A year before Rich and I were to be wed, we purchased our first home, which was an antique Victorian.  Flipping houses was all the rage back then and while that wasn't our main motivation in choosing that house, it was in the back of our minds as a possibility.  This particular house was the least expensive single family home listed in the area - for a reason.  It was built in the late 1800s and while the current owner had made a few updates twenty years earlier, the house was in need of some major TLC.

I'd always loved the character and history of older homes and we jumped right into restoration and renovation, preserving as much of the original detail as possible.  We replaced the roof, electrical system, front porch, and horse hair plaster walls.  The kitchen and bathrooms were ripped out and updated with new meant to look old.  The radiators were detached, wheeled out of the house and sandblasted to remove years and years and years worth of old, crusty paint.  Original wide pine floors were uncovered and brought back to life.  Everything (and I mean everything) was repainted.

While we didn't consider it our forever home, we had no definite plans on how long we were going to live there.  With one kid?  Sure, it works.  With two kids?  Maybe, while they are little.  We intended to be there for some time so we went all out when it came to quality, purchasing higher grade wooden windows, using mahogany for the front porch and installing beautiful light fixtures throughout the house.

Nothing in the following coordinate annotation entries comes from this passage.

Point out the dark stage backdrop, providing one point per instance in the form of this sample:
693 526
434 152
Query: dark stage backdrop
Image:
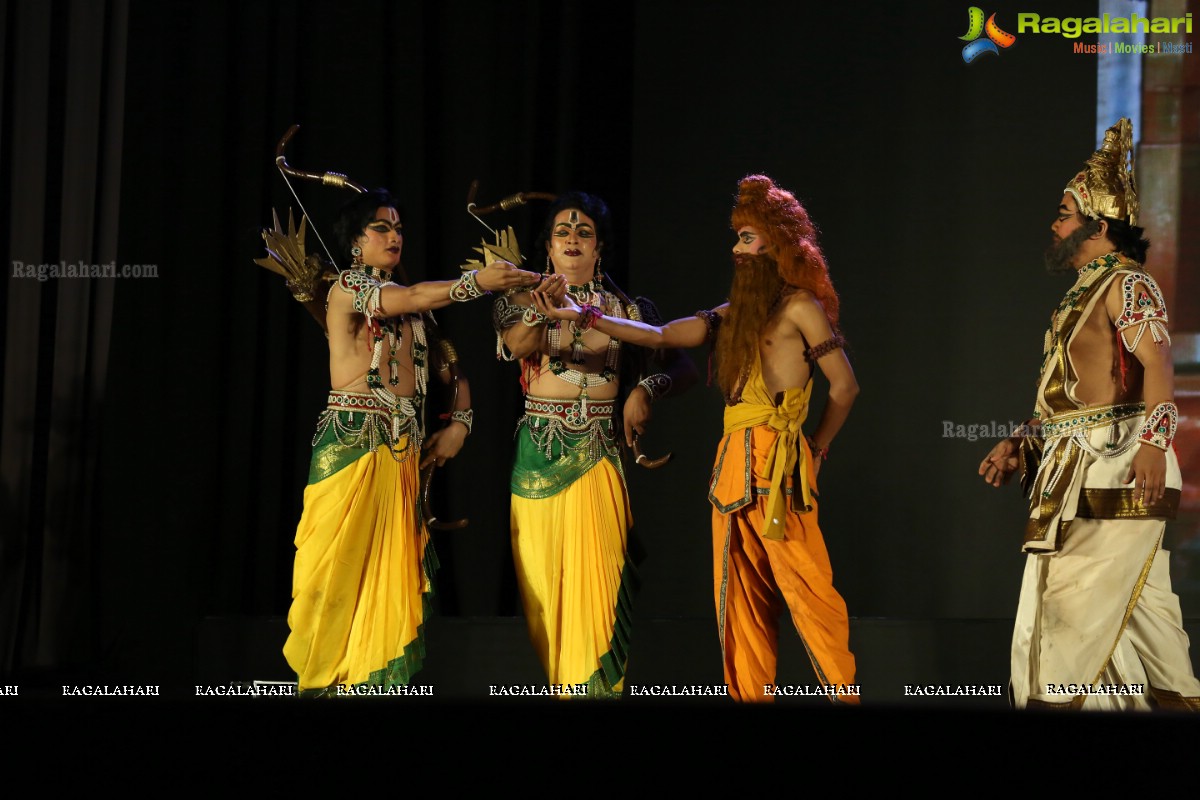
934 182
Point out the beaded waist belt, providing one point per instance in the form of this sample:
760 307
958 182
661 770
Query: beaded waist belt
367 403
1061 425
575 414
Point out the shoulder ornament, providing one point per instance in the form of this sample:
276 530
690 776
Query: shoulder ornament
1141 307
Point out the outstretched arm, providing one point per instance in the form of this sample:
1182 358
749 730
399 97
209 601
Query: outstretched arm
677 377
688 331
525 337
429 295
1147 473
808 314
447 441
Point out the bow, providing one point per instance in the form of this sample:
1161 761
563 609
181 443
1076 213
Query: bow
521 198
287 256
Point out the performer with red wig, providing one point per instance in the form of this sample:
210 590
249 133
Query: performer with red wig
779 323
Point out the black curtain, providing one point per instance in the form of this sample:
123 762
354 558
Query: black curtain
63 70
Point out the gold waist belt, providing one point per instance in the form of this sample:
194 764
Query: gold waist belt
1085 419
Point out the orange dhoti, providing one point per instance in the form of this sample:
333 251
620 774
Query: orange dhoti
766 542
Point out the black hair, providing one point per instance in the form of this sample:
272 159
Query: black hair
1128 239
355 215
588 204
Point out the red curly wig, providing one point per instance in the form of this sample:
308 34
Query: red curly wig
792 238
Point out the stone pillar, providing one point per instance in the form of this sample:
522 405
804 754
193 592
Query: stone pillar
1168 173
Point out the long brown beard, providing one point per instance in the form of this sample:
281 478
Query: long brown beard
1060 257
756 289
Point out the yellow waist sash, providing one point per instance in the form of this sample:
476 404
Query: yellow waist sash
786 419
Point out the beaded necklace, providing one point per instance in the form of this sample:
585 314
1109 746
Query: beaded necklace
585 294
1087 277
366 282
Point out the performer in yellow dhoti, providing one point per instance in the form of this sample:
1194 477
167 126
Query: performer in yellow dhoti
364 565
364 561
780 322
1098 625
570 515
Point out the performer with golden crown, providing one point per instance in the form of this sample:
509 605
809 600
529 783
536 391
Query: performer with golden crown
365 563
570 515
779 324
1098 625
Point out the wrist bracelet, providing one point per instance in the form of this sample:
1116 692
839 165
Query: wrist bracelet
588 317
467 416
1159 427
533 318
657 385
467 288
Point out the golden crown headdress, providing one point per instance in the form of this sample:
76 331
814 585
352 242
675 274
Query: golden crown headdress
1105 186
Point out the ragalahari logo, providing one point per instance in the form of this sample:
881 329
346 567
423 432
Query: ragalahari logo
977 28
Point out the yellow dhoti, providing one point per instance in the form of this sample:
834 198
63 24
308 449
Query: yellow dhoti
570 518
364 567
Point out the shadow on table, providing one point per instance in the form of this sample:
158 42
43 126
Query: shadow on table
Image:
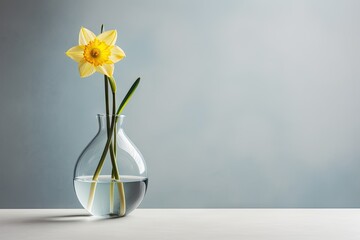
75 218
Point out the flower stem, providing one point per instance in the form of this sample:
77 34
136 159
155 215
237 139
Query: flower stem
99 167
114 163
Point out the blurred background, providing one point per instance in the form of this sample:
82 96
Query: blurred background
241 104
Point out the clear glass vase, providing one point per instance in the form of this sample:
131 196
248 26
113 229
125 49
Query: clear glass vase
104 193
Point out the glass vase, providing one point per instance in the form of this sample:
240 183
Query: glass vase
110 182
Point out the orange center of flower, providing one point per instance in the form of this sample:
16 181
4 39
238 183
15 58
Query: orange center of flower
97 52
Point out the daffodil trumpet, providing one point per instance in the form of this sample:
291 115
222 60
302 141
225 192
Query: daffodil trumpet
98 54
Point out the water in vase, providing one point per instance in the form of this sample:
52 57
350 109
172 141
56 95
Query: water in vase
106 200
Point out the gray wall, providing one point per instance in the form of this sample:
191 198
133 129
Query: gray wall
242 103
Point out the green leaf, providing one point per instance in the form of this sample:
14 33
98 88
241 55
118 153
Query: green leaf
112 84
128 96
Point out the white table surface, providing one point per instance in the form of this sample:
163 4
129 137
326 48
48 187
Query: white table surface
148 224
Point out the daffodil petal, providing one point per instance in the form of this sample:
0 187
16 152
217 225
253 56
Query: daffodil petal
76 53
116 54
107 69
109 37
86 69
85 36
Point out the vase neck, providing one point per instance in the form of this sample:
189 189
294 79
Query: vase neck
104 120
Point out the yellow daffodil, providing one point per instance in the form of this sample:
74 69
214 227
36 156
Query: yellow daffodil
96 53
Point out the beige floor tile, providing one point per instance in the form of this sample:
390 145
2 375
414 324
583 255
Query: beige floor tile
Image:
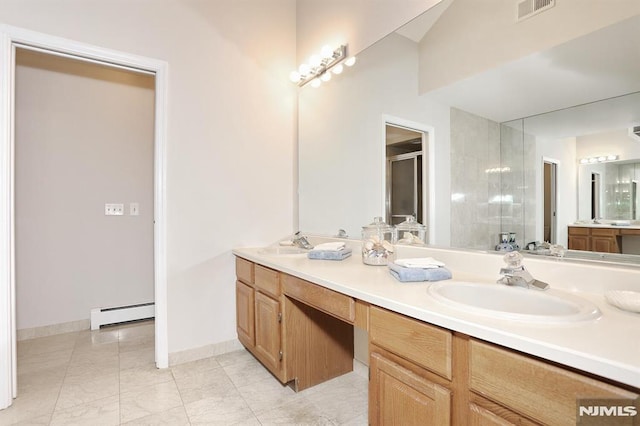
149 400
195 368
210 384
246 372
174 417
140 358
42 345
135 378
299 412
77 390
41 380
136 344
267 394
101 412
230 409
134 331
96 338
29 406
234 357
32 363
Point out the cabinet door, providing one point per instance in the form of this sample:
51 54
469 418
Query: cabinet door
268 332
398 396
244 314
604 244
579 243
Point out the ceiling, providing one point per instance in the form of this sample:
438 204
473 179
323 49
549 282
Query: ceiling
600 65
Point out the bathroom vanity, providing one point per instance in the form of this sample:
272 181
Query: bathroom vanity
601 238
428 363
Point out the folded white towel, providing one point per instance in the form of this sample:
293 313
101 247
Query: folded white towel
335 246
420 262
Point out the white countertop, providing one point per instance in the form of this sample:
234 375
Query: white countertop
604 225
608 346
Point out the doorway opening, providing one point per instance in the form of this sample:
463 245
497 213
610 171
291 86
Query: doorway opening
595 196
14 38
550 186
405 181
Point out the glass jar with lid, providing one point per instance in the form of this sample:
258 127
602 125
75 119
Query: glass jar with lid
410 232
377 243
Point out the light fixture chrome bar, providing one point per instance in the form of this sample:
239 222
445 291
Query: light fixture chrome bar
338 56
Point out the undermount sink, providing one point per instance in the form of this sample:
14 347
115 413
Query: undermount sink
281 250
514 303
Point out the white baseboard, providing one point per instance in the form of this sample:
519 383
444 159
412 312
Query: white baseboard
361 369
202 352
51 330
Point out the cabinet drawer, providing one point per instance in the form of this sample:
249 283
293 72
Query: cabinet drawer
244 270
543 392
267 280
324 299
601 232
578 230
423 344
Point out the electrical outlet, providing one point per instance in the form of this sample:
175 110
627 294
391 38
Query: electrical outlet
111 209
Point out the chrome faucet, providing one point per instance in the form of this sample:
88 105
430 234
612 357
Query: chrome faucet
515 274
301 241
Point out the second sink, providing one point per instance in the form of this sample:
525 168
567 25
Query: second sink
514 303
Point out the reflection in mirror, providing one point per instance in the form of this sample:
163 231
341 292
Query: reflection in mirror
484 169
405 193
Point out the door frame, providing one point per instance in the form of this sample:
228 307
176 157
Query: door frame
555 166
428 168
10 37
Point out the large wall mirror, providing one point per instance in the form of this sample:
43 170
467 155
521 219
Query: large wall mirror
501 147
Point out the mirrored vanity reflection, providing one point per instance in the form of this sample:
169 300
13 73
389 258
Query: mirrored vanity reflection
539 146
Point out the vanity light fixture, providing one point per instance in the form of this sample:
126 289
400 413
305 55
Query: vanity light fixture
599 159
320 67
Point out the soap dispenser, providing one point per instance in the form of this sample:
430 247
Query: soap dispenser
377 239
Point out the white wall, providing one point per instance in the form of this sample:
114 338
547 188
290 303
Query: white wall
474 36
231 132
84 137
563 152
357 23
342 145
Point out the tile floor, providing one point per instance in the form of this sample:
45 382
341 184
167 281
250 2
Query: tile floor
108 377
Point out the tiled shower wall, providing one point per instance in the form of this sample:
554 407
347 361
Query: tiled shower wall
492 182
475 181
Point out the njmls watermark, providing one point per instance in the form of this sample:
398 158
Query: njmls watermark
608 412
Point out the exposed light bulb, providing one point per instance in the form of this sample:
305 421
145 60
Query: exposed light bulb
326 51
294 76
304 69
315 60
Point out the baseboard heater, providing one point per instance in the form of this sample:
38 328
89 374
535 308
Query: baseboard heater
108 316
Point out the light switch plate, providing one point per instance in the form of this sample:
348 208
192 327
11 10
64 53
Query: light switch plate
111 209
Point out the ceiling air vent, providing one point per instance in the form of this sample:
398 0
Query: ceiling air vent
528 8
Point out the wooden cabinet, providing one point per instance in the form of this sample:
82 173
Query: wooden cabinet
602 240
302 332
529 390
410 371
259 314
245 308
398 396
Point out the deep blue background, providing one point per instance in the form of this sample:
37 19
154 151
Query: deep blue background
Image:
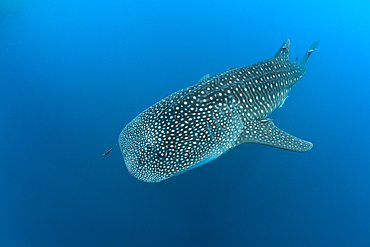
74 73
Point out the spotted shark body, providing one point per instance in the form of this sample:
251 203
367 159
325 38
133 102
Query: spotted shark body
198 124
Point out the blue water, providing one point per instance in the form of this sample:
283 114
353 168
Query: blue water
74 73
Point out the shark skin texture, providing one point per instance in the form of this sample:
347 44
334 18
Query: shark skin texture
198 124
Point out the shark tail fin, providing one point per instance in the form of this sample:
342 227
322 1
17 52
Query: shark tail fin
308 53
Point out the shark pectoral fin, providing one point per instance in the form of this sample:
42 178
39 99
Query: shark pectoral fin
265 132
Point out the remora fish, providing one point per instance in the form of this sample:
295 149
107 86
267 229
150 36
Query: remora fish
198 124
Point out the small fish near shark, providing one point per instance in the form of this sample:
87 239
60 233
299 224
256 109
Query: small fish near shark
198 124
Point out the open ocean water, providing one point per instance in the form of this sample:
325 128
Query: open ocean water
74 73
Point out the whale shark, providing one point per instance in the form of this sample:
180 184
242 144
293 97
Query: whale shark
198 124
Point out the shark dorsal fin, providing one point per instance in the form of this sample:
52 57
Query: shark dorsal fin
283 52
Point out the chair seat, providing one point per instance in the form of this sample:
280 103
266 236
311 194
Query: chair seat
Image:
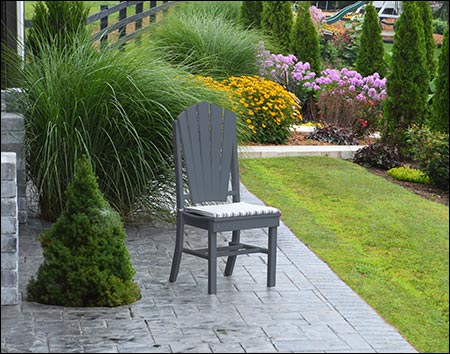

I hate to think that we moved out simply because we had triplets but that is what happened.  To say that we were overwhelmed after their birth is an understatement and the sudden addition of cribs, strollers, clothes, all the gear that comes from having three babies at once created space issues.  I know that many make do with far less space but we made the sleep deprived decision to move to a slightly larger, much newer house where it would be easier to live with three babies. 

The antique Victorian went up for sale and the real estate market proceeded to crash. 

With two mortgages and an outstanding line of credit, we opted to take the house off the market and rent it.  We knew that the market would eventually turn and by renting, we could build equity.     

Eight years later . . .

Our most recent tenants moved out a few weeks ago and with the real estate market strong, we've decided to list the Victorian cottage for sale.  Once again.  In order to get the house ready to list, I spent the better part of the past two weekends cleaning.  The front hall saw such a transformation that the girls asked if I had put a new floor in.  By the way, when we did have the girls there while both Rich and I worked on clean up/repair, the girls played House Hunters.  Like it was a legit House Hunters episode.

I ended up spending a lot of time there by myself as it was easier for me and Rich to take shifts and I had assigned myself the burden of cleaning everything.  I returned home one evening and just felt sad by the whole thing.  Our first tenants really cared for and respected the house.  Unfortunately, I can't say that for all the tenants and when you do a deep dive clean, you notice things that you wouldn't on a walk through. 

And then there's Abbey.  I know when you move, you should think of the new memories you'll create, not what you are leaving behind, but for us, that was the only physical space where she ever existed and it feels weird knowing that it will probably be out of our hands soon.  Maybe if we had sold the house sooner, I wouldn't want to grasp at it like it's the only thing I have left.